The Kids in the Hall was a sketch comedy television show that was aired from 1989 to 1995. The show was written and acted by five Canadians: Dave Foley, Bruce McCulloch, Kevin McDonald, Mark McKinney, and Scott Thompson. It was amazingly funny and inventive, surreal and black-humoured in the style of Monty Python's Flying Circus.
The Kids were famous for dressing up as women, and gay characters were common on the show, largely because Scott Thompson is gay in real life. After the show ended, the Kids got back together one more time in 1996. The result was Kids in the Hall: Brain Candy, their first - and probably only - movie.
If you have never seen the television show, chances are you probably will not enjoy the movie. If you are a fan of the show, you still may not like the movie. It's one of those films which needs to be seen more than once to be fully appreciated. Critics generally hated it or didn't understand it, and it was probably a failure at the box office. But Brain Candy is a bold, daring movie. It is dark, disturbing, artistic, and yet very funny at the same time. Once you get over the fact that it is very unlike the television show, you will begin to appreciate how good it really is.
Here is the basic plot: Chris Cooper (played by Kevin) is a scientist working for Roritor Pharmaceuticals. Chris has just invented a drug that fights depression and makes people happy all the time, partly by reminding them of their happiest memories. The founder of the company, Don Roritor (played by Mark), made it big years ago with a drug called Stummies, but lately Roritor has fallen on hard times. Don, looking for the next big thing, pressures Chris into making his new anti-depression drug available to the public. Initially the drug is a success, outselling even penicillin, and everyone who takes it is happy. Chris becomes a celebrity, which alienates Alice (played by Bruce), his would-be girlfriend. However, soon the people who have taken the drug fall into comas, unable to escape their happy memories.

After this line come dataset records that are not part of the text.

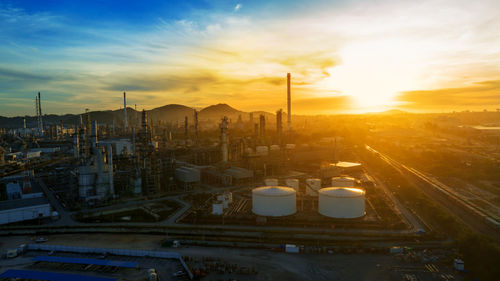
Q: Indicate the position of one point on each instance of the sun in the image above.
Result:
(373, 74)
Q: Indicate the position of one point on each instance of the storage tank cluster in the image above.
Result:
(343, 181)
(222, 202)
(274, 201)
(313, 186)
(341, 202)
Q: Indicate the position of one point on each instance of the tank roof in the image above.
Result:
(344, 178)
(342, 192)
(273, 190)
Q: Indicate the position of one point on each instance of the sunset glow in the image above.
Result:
(368, 53)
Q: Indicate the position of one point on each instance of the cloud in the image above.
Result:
(481, 95)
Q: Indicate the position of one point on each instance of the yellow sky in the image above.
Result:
(355, 57)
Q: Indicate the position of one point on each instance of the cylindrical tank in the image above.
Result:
(228, 196)
(343, 181)
(342, 202)
(262, 150)
(273, 201)
(274, 147)
(312, 186)
(217, 208)
(293, 183)
(271, 182)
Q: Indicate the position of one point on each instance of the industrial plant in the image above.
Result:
(215, 176)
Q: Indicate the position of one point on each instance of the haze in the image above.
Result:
(346, 56)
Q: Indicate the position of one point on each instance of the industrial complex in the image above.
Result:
(215, 177)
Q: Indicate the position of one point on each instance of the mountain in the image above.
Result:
(171, 113)
(167, 113)
(220, 110)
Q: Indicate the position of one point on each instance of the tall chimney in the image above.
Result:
(262, 120)
(125, 111)
(42, 126)
(223, 138)
(289, 101)
(279, 125)
(196, 127)
(37, 114)
(186, 130)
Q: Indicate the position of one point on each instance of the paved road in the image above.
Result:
(410, 218)
(474, 220)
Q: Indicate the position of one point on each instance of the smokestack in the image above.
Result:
(289, 101)
(136, 116)
(109, 150)
(279, 125)
(37, 112)
(262, 127)
(196, 127)
(186, 128)
(125, 111)
(42, 126)
(223, 139)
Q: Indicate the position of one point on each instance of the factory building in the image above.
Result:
(187, 177)
(341, 202)
(24, 209)
(95, 179)
(23, 203)
(274, 201)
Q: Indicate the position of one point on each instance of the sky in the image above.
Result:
(344, 56)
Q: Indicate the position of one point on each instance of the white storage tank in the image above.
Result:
(293, 183)
(343, 181)
(271, 182)
(312, 186)
(274, 147)
(228, 196)
(262, 150)
(274, 201)
(342, 202)
(187, 174)
(217, 208)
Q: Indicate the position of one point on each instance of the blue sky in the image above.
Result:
(344, 55)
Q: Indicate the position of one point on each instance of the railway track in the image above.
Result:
(468, 214)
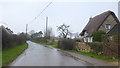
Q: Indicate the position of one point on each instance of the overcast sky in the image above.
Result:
(16, 15)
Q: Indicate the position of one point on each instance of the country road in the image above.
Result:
(39, 55)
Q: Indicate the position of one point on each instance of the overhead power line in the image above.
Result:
(41, 11)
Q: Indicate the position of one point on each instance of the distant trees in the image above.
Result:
(37, 34)
(63, 30)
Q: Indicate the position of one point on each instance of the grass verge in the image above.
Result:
(11, 54)
(102, 57)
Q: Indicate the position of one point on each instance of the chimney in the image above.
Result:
(90, 18)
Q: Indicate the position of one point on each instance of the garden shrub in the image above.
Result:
(97, 36)
(66, 44)
(96, 47)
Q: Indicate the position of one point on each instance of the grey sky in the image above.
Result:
(75, 14)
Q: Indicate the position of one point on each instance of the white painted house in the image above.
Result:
(104, 21)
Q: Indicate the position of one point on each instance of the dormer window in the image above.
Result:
(107, 26)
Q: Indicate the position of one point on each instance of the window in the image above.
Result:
(107, 26)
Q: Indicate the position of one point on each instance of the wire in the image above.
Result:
(41, 12)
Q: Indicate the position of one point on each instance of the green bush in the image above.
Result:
(66, 44)
(96, 47)
(97, 36)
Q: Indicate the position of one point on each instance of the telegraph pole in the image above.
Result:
(46, 25)
(26, 30)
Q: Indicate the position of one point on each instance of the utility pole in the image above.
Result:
(26, 30)
(46, 25)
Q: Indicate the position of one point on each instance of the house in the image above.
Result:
(105, 21)
(112, 45)
(114, 31)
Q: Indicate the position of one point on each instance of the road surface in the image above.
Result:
(39, 55)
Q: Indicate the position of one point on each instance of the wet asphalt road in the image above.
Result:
(39, 55)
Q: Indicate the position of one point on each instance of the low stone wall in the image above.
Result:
(81, 46)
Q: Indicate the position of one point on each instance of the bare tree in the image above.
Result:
(31, 32)
(49, 33)
(63, 30)
(77, 36)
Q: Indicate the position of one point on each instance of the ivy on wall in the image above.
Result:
(97, 36)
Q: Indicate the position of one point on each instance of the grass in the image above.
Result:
(102, 57)
(0, 58)
(11, 54)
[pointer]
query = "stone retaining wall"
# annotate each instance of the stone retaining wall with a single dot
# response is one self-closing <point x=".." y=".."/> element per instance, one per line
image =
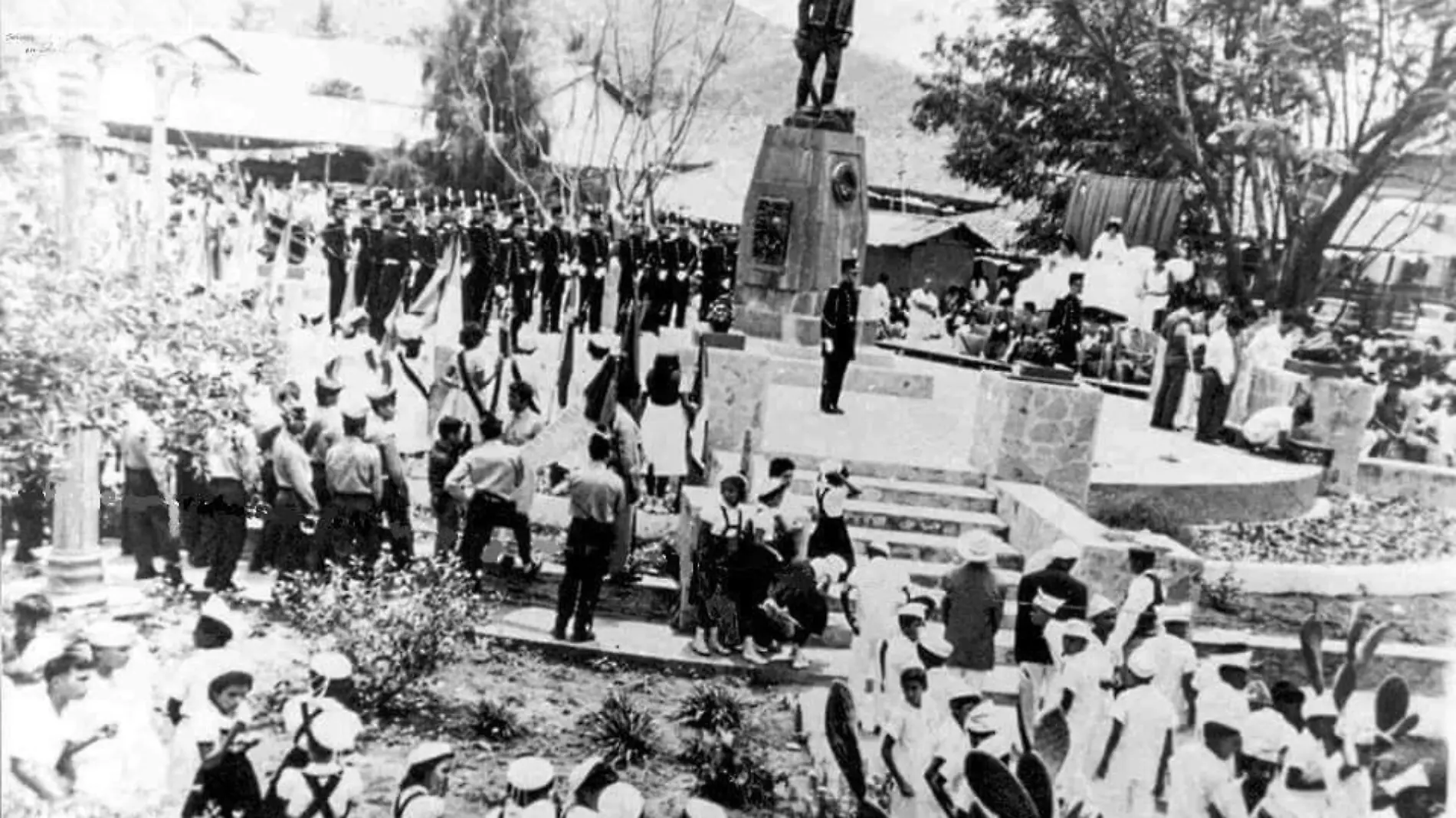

The Kids strong suit has always been the various characters they play, and this movie is no exception. They play over 40 characters in the film, most of which are new creations. Mark steals the show as Don Roritor, the ruthless head of Roritor Pharmaceuticals. His voice and mannerisms are very reminiscent of Doctor Evil from the Austin Powers films, although Don came first. Don't forget to check out the similarities between Dr Evil's grey suit and the dark blue suit Don wears near the end of Brain Candy.
Don isn't the only great character in the movie, however. Bruce plays some wonderful roles, such as Grivo, the depressed heavy metal rocker who performs 'Some Days It's Dark'. After taking the drug, he writes a much more upbeat song entitled 'Happiness Pie.' Bruce also plays Cisco, the cocky head of marketing of Roritor, and Cancer Boy, who sounds a bit like Gavin from the television show.
Scott plays a man named Wally who doesn't realise he is gay. Everyone else knows it, including his wife and children. Scott also does a great old lady, in this case playing the first test subject for the drug. Kevin spends a large amount of time in the role of Chris Cooper, but also plays Chris' dad and Wally's wife. Dave Foley fans will be disappointed to find out that he has the least screen time in the movie, and in fact was the only Kid not listed as a writer. But he is very funny as Marv, the corporate yes-man and assistant to Don Roritor.
In addition to the new characters, there are 11 characters that originally appeared in the television show: the police cops (Bruce and Mark); Sid and Sharisse (Bruce and Mark); Raj and Lacey (Scott and Kevin); the cab driver (Mark); Nina Bedford (Mark); Melanie (Mark), Elizabeth II the Queen of England (Scott); and Bellini (Paul Bellini), who as always is dressed in nothing but his trademark towel.
One final note about the movie - the music is very well done. In addition to 'Some Days It's Dark,' 'Happiness Pie,' and Scott singing 'I'm Gay,' the background music fits the film perfectly. Although the band Shadowy Men on a Shadowy Planet do not perform the television theme in the movie (it's too upbeat), they do provide some music, including the opening credits song. The soundtrack to the movie includes songs by They Might Be Giants, Liz Phair, Pavement, Matthew Sweet, Yo La Tengo, Cibo Matto, Pizzicato Five, Odds, and The Tragically Hip, as well as from Bruce, Scott, and yes, even Paul Bellini.